The training loss keeps on decreasing and the accuracy keeps getting increased. This is a good sign. 

Now that the model is trained, we can employ it to generate characters on given sequences of characters. For doing this, the model would require the given inputs to be exactly in the shape with which it was trained. If we give an input sequence that does not *exactly* match with that of the training input sequences, we will get errors. 

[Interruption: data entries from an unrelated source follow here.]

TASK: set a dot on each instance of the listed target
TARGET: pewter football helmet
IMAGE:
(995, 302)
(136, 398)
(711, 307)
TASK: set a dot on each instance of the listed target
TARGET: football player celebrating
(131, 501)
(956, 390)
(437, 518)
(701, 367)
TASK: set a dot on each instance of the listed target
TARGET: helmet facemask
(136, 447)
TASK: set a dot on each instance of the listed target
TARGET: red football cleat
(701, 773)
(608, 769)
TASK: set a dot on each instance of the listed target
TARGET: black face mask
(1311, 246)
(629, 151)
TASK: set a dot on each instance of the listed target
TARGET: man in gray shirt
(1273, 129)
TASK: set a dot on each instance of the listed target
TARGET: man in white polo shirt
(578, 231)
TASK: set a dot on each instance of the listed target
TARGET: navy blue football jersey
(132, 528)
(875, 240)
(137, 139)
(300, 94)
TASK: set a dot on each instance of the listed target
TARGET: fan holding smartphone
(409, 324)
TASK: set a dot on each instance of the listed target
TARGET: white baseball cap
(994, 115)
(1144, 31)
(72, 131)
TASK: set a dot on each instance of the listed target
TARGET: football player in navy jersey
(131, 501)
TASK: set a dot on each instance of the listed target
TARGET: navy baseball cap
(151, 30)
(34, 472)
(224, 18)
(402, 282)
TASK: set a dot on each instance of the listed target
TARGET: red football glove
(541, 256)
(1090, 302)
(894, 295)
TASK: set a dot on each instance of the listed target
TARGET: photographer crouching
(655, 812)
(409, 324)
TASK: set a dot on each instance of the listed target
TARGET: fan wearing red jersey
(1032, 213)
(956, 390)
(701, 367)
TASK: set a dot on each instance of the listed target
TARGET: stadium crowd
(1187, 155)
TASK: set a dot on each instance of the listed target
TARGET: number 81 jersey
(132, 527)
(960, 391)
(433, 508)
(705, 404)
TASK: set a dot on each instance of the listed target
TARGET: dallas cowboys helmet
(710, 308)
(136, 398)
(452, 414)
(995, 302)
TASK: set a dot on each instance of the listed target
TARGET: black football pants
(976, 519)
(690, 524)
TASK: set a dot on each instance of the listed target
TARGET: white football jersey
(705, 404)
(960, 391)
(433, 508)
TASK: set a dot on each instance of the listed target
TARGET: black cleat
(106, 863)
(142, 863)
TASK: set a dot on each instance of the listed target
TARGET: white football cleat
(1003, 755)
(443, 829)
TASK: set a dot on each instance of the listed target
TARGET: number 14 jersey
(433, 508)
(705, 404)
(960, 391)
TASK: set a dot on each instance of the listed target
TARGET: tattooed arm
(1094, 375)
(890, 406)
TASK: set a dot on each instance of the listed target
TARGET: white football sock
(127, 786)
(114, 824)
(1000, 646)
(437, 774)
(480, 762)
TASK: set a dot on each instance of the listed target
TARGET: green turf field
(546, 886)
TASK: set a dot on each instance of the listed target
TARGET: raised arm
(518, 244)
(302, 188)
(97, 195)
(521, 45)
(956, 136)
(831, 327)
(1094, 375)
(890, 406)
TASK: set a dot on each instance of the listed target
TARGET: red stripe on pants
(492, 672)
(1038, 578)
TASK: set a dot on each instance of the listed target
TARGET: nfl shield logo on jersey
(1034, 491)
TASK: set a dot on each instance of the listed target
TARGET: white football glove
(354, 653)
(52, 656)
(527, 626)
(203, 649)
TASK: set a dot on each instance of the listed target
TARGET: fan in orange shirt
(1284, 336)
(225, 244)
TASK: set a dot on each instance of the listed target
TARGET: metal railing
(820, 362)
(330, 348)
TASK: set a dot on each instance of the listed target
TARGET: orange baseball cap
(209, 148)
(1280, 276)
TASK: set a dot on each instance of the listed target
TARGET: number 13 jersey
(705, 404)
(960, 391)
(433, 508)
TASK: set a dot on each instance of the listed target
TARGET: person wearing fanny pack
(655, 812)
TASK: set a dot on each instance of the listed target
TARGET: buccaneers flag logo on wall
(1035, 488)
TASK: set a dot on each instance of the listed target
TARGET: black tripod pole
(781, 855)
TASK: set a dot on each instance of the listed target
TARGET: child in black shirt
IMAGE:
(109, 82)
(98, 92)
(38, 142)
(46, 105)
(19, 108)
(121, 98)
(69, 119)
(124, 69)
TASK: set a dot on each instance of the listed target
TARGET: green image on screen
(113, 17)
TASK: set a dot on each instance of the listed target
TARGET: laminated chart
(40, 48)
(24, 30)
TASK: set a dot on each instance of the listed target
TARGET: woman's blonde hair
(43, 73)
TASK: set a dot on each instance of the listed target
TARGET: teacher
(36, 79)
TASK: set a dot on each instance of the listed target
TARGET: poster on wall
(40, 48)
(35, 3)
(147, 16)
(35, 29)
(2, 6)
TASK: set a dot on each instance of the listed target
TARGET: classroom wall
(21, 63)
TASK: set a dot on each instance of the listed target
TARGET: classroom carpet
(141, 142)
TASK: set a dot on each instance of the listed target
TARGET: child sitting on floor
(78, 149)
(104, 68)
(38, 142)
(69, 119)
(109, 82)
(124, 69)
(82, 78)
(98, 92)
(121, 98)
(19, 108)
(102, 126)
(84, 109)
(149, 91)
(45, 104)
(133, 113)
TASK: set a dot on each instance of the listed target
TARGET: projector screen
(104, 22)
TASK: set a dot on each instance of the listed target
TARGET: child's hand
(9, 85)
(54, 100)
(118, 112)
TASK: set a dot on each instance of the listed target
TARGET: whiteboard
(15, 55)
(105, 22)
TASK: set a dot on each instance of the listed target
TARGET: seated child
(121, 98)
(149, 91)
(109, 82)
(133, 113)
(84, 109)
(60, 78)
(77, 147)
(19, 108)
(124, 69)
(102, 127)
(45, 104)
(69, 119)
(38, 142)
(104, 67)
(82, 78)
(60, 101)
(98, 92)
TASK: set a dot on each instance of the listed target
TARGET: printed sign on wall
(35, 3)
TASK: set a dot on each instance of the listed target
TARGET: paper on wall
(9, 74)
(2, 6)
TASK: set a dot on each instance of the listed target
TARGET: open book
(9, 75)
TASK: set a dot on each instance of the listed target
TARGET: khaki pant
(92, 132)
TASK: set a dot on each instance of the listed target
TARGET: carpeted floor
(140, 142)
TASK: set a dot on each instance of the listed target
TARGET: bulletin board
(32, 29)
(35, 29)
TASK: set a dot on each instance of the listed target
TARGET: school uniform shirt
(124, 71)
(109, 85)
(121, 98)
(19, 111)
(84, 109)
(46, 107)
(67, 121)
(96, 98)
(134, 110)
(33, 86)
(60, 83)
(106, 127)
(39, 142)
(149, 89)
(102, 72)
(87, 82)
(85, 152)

We will use the `pad_sequences()` function which will truncate the characters from first the half of the test input sequences and padd extra characters if needed (0 essentially). We will define a small helper function for generating characters of user-specified length. The user will have to provide some initial text to the model, though. 

In [0]:
def generate_seq(model, mapping, seq_length, init_text, n_chars):
  in_text = init_text
  # Generate a fixed number of characters
  for _ in range(n_chars):
    # Encode to integers
    encoded = [mapping[char] for char in in_text]
    # Map sequences to a fixed length
    encoded = pad_sequences([encoded], maxlen=seq_length, padding='pre', truncating='pre')
    # print(encoded.shape)
    # One-hot encode
    encoded = tf.keras.utils.to_categorical(encoded, num_classes=vocab_size)
    # print(encoded.shape)
    # Predict character
    yhat = model.predict_classes(encoded, verbose=0)
    # Integer -> Character
    out_char = ''
    for char, index in mapping.items():
      if index == yhat:
        out_char = char
        break
    # We append the characters after the input sequence
    in_text += char
  return in_text

In [54]:
# Let's test
print(generate_seq(model, mapping, 50, 'And Levin said', 20))

And Levin said. "What's to be done


In [55]:
print(generate_seq(model, mapping, 50, 'Happy families', 20))

Happy families, In the glance, in 


The model does generate something meaningful. At this stage it is really nothing apart from just one LSTM layer (and its power is evident).